Heatwave Page 2
“Two shotguns, one a sawn off. And I think two side arms, I couldn’t see enough to say for certain.
“Descriptions?”
“Two white males, one, in his forties, thinning hair. Light blue T shirt and faded jeans. The second was younger, early twenties I’d say. Fair hair, white shirt, short sleeved blue denim shirt and jeans. He looked jumpy, one point I thought he’d clocked me but …Other two, one black, one Asian male. Both in their mid to late twenties.”
“No one you recognised?” Andrews had been pacing the streets of Ingham for a lot of years.
Andrews shook his head. “Not local,” he said. “But the descriptions and M.O. fit what we’ve had so far.”
Peel nodded briefly, then turned as a dark blue Mondeo pulled up beside him.
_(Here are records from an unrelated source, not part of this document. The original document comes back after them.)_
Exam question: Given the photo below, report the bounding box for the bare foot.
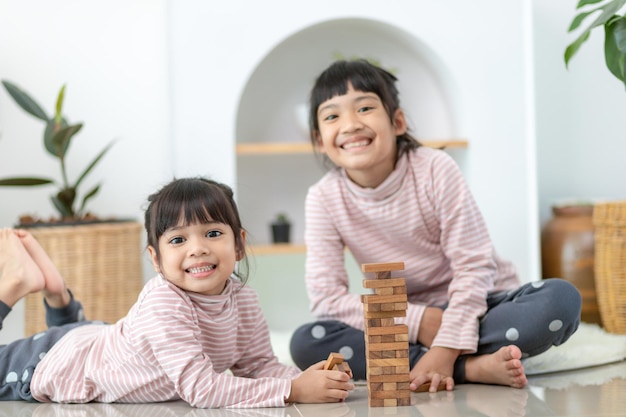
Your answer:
[465,345,528,388]
[15,229,70,308]
[0,229,45,307]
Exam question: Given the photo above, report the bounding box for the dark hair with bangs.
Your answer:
[145,177,249,283]
[309,59,421,166]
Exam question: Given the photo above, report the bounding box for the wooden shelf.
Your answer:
[249,243,306,256]
[236,139,469,155]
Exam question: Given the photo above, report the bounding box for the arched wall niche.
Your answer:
[236,19,459,143]
[235,18,460,244]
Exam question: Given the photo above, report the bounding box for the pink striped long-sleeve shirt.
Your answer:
[305,147,520,353]
[31,276,300,408]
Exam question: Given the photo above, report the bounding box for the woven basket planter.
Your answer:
[25,221,143,336]
[593,201,626,334]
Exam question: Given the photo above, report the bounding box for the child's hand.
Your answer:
[285,361,354,403]
[409,347,459,392]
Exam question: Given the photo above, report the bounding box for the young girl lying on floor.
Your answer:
[0,178,354,408]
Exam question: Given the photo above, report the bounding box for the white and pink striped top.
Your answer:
[31,276,300,408]
[305,147,520,353]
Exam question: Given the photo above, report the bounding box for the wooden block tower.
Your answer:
[361,262,411,407]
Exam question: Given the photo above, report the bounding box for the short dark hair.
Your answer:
[309,59,421,166]
[144,177,249,283]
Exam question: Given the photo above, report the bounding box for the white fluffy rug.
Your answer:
[270,323,626,376]
[524,323,626,375]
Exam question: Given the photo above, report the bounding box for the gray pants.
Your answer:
[0,295,97,401]
[290,278,582,384]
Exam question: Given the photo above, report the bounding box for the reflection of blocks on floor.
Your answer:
[361,262,411,407]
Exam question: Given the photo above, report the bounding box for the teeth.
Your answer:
[343,139,370,149]
[187,265,215,274]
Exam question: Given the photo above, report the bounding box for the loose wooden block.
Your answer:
[368,324,409,340]
[324,352,343,370]
[361,262,404,272]
[368,374,410,383]
[415,382,446,392]
[363,278,406,288]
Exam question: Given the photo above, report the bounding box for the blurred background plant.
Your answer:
[564,0,626,87]
[0,80,114,223]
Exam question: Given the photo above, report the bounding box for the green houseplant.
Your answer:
[0,80,143,335]
[0,80,113,223]
[564,0,626,86]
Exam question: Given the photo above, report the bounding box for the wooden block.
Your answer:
[361,294,407,304]
[367,397,385,407]
[324,352,343,370]
[363,310,406,319]
[367,374,410,383]
[398,397,411,407]
[363,278,406,288]
[368,324,409,340]
[374,287,392,295]
[369,342,409,354]
[333,362,352,378]
[415,382,446,392]
[370,390,411,398]
[380,334,397,343]
[361,262,404,272]
[394,333,409,343]
[393,285,406,294]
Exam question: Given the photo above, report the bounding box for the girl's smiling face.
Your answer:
[148,222,245,295]
[316,84,407,188]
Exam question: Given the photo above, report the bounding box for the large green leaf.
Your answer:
[0,177,54,187]
[52,123,83,159]
[43,117,68,158]
[604,16,626,87]
[2,80,48,121]
[78,184,100,215]
[564,0,626,67]
[74,140,115,188]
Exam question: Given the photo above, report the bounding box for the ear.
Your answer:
[148,246,161,274]
[235,229,246,261]
[393,109,407,136]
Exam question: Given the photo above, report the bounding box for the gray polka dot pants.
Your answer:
[0,296,90,401]
[290,278,582,384]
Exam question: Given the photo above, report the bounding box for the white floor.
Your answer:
[0,362,626,417]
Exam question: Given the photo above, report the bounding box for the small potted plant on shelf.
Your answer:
[0,80,143,334]
[271,213,291,243]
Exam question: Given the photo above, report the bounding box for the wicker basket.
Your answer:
[25,221,143,335]
[593,201,626,334]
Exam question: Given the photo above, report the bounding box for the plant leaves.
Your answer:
[54,84,65,123]
[74,140,115,188]
[43,118,68,158]
[564,0,626,68]
[79,184,100,214]
[50,195,74,217]
[576,0,603,9]
[2,80,48,121]
[0,177,54,187]
[52,123,83,159]
[604,16,626,87]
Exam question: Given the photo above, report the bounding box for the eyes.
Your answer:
[167,229,224,245]
[320,105,376,122]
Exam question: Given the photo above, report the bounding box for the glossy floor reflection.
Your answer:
[0,362,626,417]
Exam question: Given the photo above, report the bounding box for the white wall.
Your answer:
[533,0,626,224]
[0,0,173,340]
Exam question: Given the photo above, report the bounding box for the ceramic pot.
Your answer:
[541,204,601,324]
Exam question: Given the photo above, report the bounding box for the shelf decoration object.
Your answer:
[361,262,411,407]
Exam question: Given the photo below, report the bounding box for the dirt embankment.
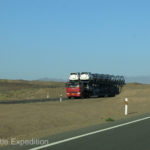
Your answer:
[0,84,150,142]
[0,80,66,100]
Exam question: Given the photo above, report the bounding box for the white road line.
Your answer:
[29,116,150,150]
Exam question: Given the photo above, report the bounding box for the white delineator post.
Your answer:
[125,98,128,115]
[60,94,62,102]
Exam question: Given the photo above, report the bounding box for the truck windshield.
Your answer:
[66,83,79,88]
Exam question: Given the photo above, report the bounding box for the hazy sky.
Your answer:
[0,0,150,80]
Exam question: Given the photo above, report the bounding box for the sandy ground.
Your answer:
[0,84,150,143]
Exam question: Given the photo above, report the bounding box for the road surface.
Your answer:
[1,115,150,150]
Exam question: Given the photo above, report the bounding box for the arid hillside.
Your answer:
[0,80,65,100]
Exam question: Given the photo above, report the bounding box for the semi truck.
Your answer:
[66,72,125,99]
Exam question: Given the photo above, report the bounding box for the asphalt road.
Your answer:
[38,119,150,150]
[1,115,150,150]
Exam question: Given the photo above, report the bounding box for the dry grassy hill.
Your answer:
[0,80,66,100]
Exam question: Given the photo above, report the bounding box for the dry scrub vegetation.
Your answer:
[0,80,66,100]
[0,83,150,145]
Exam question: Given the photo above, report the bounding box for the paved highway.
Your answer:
[1,116,150,150]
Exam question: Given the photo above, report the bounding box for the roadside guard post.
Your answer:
[125,98,128,115]
[60,94,62,102]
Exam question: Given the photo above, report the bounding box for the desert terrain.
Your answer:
[0,81,150,145]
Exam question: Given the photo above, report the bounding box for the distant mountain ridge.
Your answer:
[125,76,150,84]
[38,76,150,84]
[38,77,66,82]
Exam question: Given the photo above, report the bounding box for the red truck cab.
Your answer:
[66,82,81,99]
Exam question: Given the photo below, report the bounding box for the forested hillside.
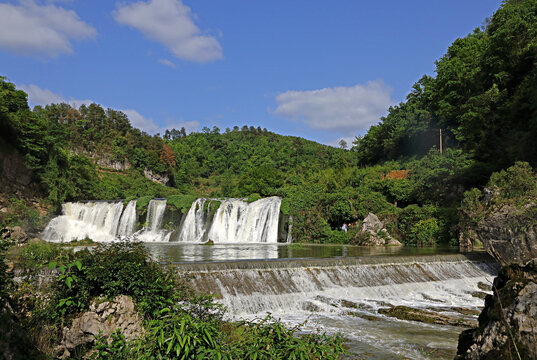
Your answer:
[355,0,537,172]
[0,0,537,244]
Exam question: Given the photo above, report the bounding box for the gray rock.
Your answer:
[362,213,384,232]
[55,295,143,358]
[9,226,28,244]
[358,213,403,246]
[456,259,537,360]
[144,169,170,185]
There’d been four similar robberies in the past month, the difference being, they’d been successful and the thieves in and out within minutes. Not like this.
Looking at the set of Peel’s shoulders and thinking about the people now trapped in the bank, Andrews half wished he’d never even been there. It could have been done and dusted by now. Another robbery, the bank a little lighter on its take and a few shaken people to comfort and maybe arrange some counselling for. Now, because he, Andrews, had been on the ball, been doing his job, there were people inside that bank with four armed men.
The Mondeo door opened and two CID officers got out. D.I Alec Friedman and DCI Dick Travers.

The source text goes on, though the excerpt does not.